Kellogg honored for insight into mechanics of biological systems

Elizabeth H. Kellogg, the Robert N. Noyce Assistant Professor in Life Science and Technology in the Department of Molecular Biology and Genetics, College of Arts and Sciences, will receive the 2023 Margaret Oakley Dayhoff Award from the Biophysical Society.

“Dr. Kellogg is renowned for her expertise in structural biology,” said Gail Robertson, president of the Biophysical Society and professor of neuroscience at the University of Wisconsin-Madison. “We are proud to recognize her exceptional research and leadership, and to add her name to the list of celebrated women in biophysics.”

The award is given each year to a woman who has achieved prominence while in the early stages of a career in biophysical research, honoring the memory of Dr. Margaret Dayhoff, professor of biophysics at Georgetown University, director of research at the National Biomedical Research Foundation and former president of the Biophysical Society.

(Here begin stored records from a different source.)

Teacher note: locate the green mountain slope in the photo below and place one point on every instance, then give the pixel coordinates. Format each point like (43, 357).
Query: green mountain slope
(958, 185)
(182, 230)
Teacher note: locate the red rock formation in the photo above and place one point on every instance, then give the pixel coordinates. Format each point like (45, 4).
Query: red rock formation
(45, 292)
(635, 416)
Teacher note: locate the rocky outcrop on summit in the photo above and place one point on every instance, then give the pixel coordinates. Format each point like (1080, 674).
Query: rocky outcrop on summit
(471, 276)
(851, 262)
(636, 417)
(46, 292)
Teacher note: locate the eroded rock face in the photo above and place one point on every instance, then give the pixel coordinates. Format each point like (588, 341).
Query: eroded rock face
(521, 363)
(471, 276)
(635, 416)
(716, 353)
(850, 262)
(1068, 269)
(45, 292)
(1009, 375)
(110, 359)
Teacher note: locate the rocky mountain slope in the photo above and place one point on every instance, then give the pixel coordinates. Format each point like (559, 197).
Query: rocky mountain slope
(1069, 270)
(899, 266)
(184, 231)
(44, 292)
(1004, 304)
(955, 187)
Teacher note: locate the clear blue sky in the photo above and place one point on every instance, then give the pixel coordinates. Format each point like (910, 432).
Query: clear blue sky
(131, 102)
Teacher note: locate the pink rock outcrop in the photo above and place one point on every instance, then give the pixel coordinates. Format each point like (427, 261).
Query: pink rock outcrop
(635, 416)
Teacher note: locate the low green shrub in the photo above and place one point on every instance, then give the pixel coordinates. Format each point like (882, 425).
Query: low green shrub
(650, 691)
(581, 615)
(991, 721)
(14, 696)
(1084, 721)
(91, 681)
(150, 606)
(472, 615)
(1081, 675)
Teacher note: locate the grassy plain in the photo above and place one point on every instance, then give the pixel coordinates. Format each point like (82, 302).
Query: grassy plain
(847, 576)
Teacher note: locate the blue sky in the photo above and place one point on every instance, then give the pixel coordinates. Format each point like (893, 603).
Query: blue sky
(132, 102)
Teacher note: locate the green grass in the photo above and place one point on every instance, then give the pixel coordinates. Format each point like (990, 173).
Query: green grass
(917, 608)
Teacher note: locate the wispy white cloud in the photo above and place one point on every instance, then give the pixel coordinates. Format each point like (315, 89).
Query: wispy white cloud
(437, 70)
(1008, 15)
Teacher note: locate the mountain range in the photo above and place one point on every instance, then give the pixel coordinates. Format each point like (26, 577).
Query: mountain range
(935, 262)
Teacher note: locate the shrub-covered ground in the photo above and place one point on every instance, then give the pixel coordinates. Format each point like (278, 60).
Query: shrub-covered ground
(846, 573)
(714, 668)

Kellogg studies the mechanisms of molecular innovation, asking timely questions related to human health and disease. Her lab seeks to unravel the molecular mechanisms that drive transposons, an evolutionary force that reshapes genomes. Her lab is also interested in developing ways to re-engineer them using computational protein engineering.

In 2021, Kellogg was named to the Pew Scholars Program to pursue research into advancing gene editing capability. Her work on this project seeks to harness the power of transposons as novel genome-editing tools, building on gene editing technology of CRISPR-Cas.

Kellogg will be honored at the society’s annual meeting in San Diego in February.